In a nutshell, URL Catcher is an irssi plugin that watches channels for URLs and then stores them in a database.
The irssi script is written in perl and makes use of DBI to connect to a database of choice (I'm using MySQL).
Settings are stored in an XML file and read in by XML::Simple.
The web UI is written in PHP and VERY much a work in progress.
Come look at the source and ticket tracker at http://dev.urlcatcher.org/
The TODO list (this might be a little long as the ideas keep coming in (mostlty from no_pants):
- Pagination for Raw Data page.Sort of done - raw data is now displayed 1 day at a time.
- Propper modulasiation
- User login
- Tags - added by logged in users
- When recording an URL, fetch the target's title (if there is one) - how should this work for multipul URLs on one line?

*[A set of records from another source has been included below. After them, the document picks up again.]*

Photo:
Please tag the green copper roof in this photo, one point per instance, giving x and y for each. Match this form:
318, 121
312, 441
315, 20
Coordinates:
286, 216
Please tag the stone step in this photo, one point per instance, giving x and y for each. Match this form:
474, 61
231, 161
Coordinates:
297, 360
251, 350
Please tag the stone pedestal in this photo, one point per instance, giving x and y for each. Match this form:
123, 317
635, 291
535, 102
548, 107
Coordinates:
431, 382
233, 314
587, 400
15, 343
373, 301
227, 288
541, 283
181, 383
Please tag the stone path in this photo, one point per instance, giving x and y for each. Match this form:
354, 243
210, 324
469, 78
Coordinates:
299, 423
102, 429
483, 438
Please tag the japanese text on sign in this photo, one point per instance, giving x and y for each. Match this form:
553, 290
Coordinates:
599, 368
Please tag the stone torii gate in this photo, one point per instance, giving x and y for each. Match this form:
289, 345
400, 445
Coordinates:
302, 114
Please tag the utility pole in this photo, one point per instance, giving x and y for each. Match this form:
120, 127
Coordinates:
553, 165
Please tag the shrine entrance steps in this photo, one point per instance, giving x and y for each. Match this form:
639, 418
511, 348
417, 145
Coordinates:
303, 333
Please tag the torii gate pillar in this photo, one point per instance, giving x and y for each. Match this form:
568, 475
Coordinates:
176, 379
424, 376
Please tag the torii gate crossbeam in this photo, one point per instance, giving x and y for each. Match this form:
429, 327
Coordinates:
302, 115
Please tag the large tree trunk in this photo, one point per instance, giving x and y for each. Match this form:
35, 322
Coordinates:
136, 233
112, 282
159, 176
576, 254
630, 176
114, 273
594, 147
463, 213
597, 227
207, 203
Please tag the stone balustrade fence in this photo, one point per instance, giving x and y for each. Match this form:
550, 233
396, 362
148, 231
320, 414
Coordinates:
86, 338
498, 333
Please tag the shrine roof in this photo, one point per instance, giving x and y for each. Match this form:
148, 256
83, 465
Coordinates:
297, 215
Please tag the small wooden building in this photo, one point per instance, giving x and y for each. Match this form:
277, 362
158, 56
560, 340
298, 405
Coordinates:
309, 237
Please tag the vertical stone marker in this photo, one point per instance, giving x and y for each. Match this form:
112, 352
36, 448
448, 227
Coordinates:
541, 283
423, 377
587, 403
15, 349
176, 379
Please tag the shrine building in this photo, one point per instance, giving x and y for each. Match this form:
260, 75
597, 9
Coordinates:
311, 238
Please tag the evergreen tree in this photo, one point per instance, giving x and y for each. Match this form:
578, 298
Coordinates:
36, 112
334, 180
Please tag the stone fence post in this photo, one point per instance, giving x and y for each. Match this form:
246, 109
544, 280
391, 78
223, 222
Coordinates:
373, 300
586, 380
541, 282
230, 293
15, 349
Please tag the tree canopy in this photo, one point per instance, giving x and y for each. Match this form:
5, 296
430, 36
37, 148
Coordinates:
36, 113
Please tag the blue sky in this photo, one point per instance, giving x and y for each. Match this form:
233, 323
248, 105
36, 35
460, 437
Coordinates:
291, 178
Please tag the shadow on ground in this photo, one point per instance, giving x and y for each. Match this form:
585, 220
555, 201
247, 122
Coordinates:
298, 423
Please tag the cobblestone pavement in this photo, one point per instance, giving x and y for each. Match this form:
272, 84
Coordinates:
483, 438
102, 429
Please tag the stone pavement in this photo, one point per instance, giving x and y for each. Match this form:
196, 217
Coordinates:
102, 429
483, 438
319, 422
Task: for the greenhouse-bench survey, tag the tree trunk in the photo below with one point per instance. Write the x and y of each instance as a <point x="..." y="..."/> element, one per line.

- Fetch a copy of images when URL has the extension jpg/jpeg/png/gif/bmp/svg
- With YouTube URLs, fetch a copy of the image displayed before the video is played
- Fetch a copy of pdf and flash files?
- Work flow for copyrighted material to be removed upon request
- Correct the order nicks (and other fields) are listed in the raw filter
- Set up SVN repo.
- Get other people interested and involved :)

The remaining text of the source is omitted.